Frühes 19. Jh.: Solingen, Straßenszene
 
Solingen (19. Jh.)
Elberfeld (18. Jh.)
Bekanntmachung eines Kleider-Diebstahls (1846)
Medizinische Aspekte (1823)


Wie haben sich unsere bergischen Vorfahren gekleidet? Hilfreich wären zeitgenössische Abbildungen, die auch das "einfachere" Volk zeigen, aber geeignete Bilder, ältere als aus dem 19. Jh., scheinen rar zu sein. Auf den vorhandenen Darstellungen sind Personen nur Staffage und entsprechend winzig abgebildet.
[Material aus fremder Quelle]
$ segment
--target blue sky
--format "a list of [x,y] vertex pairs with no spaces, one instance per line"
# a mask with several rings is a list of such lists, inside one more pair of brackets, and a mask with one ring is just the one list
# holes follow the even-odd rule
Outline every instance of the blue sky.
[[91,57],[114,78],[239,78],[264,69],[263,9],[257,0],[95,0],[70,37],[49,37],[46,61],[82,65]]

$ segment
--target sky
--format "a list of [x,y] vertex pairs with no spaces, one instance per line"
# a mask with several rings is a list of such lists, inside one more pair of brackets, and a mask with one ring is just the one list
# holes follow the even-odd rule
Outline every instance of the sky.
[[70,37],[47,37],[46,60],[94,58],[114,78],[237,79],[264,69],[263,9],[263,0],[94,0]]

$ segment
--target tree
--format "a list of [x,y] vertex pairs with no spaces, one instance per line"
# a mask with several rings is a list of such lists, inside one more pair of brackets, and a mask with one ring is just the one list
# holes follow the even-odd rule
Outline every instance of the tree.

Unverzichtbare Requisiten des Herrn: Hund und Pfeife.




Solingen (19. Jh.)

In Ermangelung einer bergischen Volkstracht hat Max Schmidt die typische Bekleidung der "alten" Solinger Bauern, Handwerker, Bürger und Bürgerinnen beschrieben (1922), jedoch ohne sich zeitlich festzulegen. Manche Bezeichnungen für die Kleidungsstücke dürften heute kaum noch geläufig sein.


Kleidung und Trachten

"Eine Kleidung, die wir als unsere Heimattracht ansprechen könnten, hat es nicht gegeben. Wie auf so manchem anderen Gebiete, läßt sich in dem heimischen Trachtenwesen der Vergangenheit, wenigsten insoweit, als wir uns durch alte Bilder hierüber unterrichten können, immer wieder erkennen, daß sich hier Anlehnungen an andere Gegenden bemerkbar machen. Dieses ist denn auch erklärlich, wenn man sich vergegenwärtigt, daß der Solinger, um sich Absatzgebiete für seine Waren zu verschaffen, weit in die Welt hinein mußte. [...]
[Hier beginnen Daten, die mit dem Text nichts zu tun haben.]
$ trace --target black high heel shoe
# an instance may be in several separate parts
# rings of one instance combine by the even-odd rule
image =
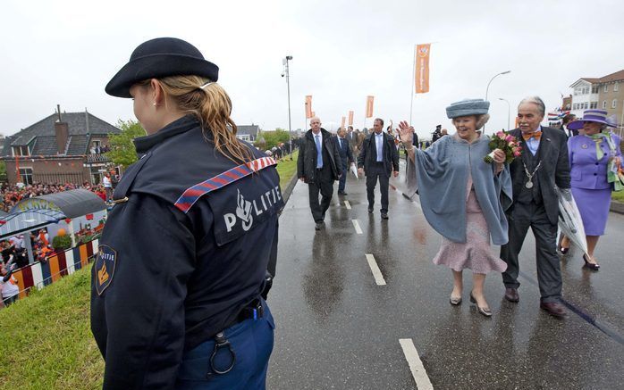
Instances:
[[[585,261],[585,267],[588,268],[591,270],[600,270],[600,264],[596,264],[594,262],[589,262],[587,260],[587,255],[583,253],[583,261]]]
[[[485,317],[492,317],[492,311],[489,308],[481,307],[476,304],[476,300],[474,296],[472,296],[472,292],[470,292],[470,302],[476,305],[476,310],[479,311],[481,314],[485,315]]]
Die hohe seidene Mütze, ohne die man sich in früheren Zeiten den Solinger nicht vorstellen konnte, wird aus den Niederlanden zu uns gekommen sein. Der "Vatermörder", unserem jetzigen Schillerkragen ähnlich, wird aus Frankreich stammen; ebenso der lange Leinenkittel. So wird man denn das eine von diesem und das andere von jenem Lande Mitgebrachte zuerst zaghaft getragen haben, bis es nach und nach "Allgemeine Mode" wurde. [...]

Das einzige Solinger Kostüm ist der Schleiferanzug, und als Einzelstück, wenn es als Kleidungsstück angesprochen werden soll, das Schurzfell des Schmiedes, "Barfell" wie es hier genannt wurde. [...]
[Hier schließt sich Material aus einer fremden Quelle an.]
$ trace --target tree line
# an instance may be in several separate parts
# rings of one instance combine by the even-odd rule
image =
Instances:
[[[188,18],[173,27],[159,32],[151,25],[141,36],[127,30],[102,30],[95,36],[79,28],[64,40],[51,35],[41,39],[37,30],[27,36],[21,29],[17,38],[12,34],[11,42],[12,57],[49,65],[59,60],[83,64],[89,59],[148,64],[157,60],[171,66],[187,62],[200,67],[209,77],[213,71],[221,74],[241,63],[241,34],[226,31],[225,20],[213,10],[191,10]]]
Das "Barfell" spielte ehemals in Solingen eine größere Rolle, wie der Schleiferanzug. In allen Lehrverträgen waren darüber Bestimmungen enthalten, wie und wann es der Lehrherr zu stellen hatte. Allgemeine Bedingung war, daß der Lehrling das Fell auf dem Rücken schnallen mußte, während der Geselle vorne unterhalb der Brust "schürzen" durfte. Hatte er sein Meisterstück gemacht, dann war ihm gestattet, die Schnalle mit seinem Namen zu versehen. In unserer Zeit ist diese alte Regel vergessen, wie überhaupt das Schurzfell gegenüber früher weniger Verwendung findet.

 
Bauer
Bauer, zur Arbeit gehend.
Bildquelle: Stadtarchiv Solingen


 
Schleifer mit Liefersack
Scherenschleifer mit Liefersack.
Bildquelle: Stadtarchiv Solingen


 

In den Trachten der Fabrikanten und Arbeiter war wenig Unterschied. In jedem Stande trugen die Männer den Siamosenkittel; hatte der Träger eine schmutzige Arbeit, trat an Stelle dessen der blauleinene. Wo die Hausfrau etwas Wert auf die Machart legte, wurde der Kittel mit einem "platten Stücke" gemacht, d.h. er war vorne und hinten unterhalb Schulterhöhe angesetzt und gekräuselt, und zudem mit Perlmuttknöpfen zur Verzierung besetzt.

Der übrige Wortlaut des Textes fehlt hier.